Ich bete fünf Mal täglich und ich lese den Koran, sagte der Sohn marokkanischer Eltern in einem Interview mit der niederländischen Zeitung de Volkskrant. Das verschafft mir Ruhe und nimmt den Stress weg.
Das Bild, das viele Menschen vom Islam hätten, sei beeinflusst, sagte der 24-Jährige. Sie sähen im Fernsehen, wie Fundamentalisten Allah akbar rufen, und übertrügen das auf alle Muslims. Die Leute müssen vor dem Islam keine Angst haben, meinte Boulahrouz. Islam bedeutet Friede. Wenn jeder dem anderen seine Würde ließe, würden die Spannungen in der Welt nachlassen.

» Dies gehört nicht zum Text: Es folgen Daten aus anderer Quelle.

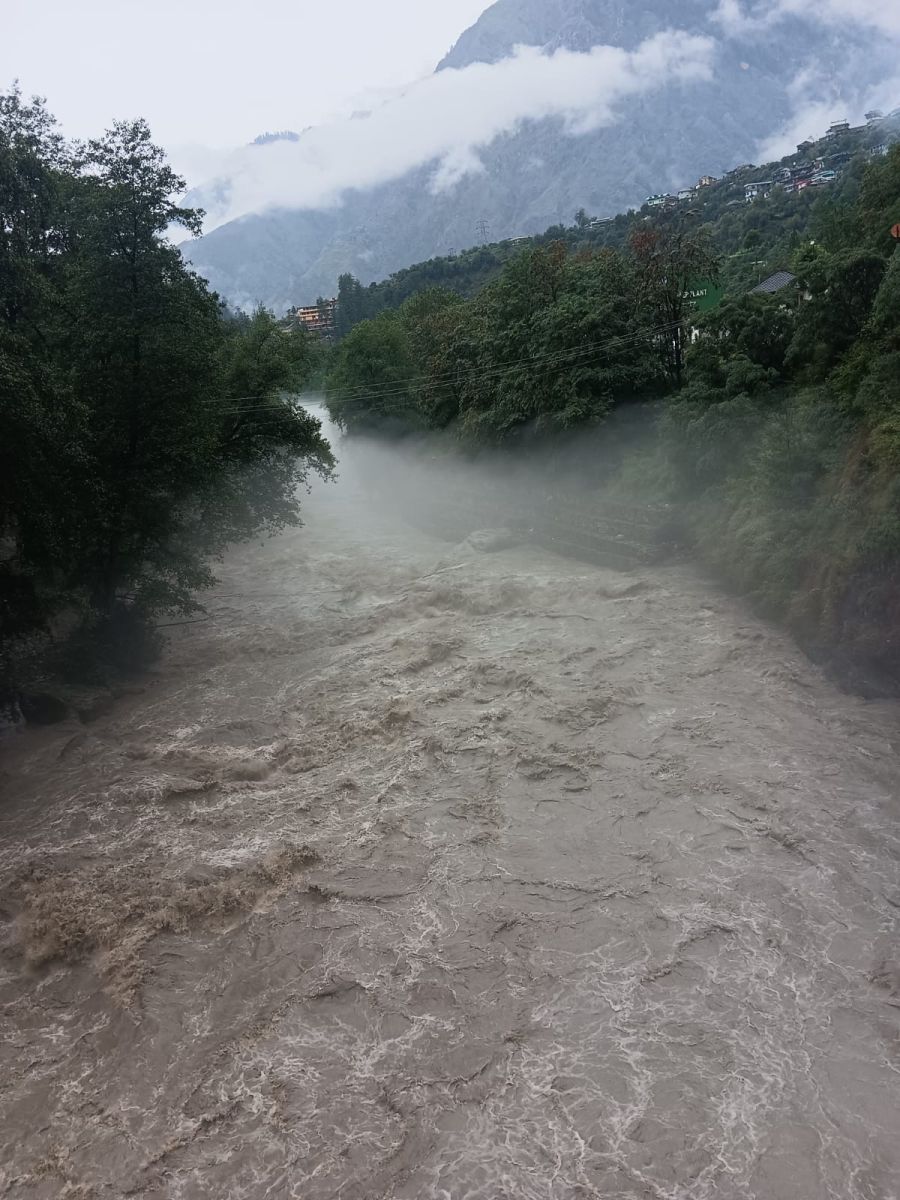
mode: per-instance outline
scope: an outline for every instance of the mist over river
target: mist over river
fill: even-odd
[[[0,1196],[897,1200],[900,707],[336,448],[0,743]]]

Mit Lesen im Koran entspannt sich der für seine Härte bekannte HSV-Verteidiger (der Kannibale) manchmal auch vor einem Spiel. Er sieht sich selbst nicht als übermäßig hart: Wenn ich sehe, dass jemand einen Ellenbogen ins Gesicht bekommt, dreht sich mir der Magen um, sagte Boulahrouz. Hart verteidigen ist prima, aber ich habe Respekt für den Menschen, wie er ist. Boulahrouz: Ich betrachte Verteidigen als eine Kunst, und ich mache das mit Eingebung und Gefühl.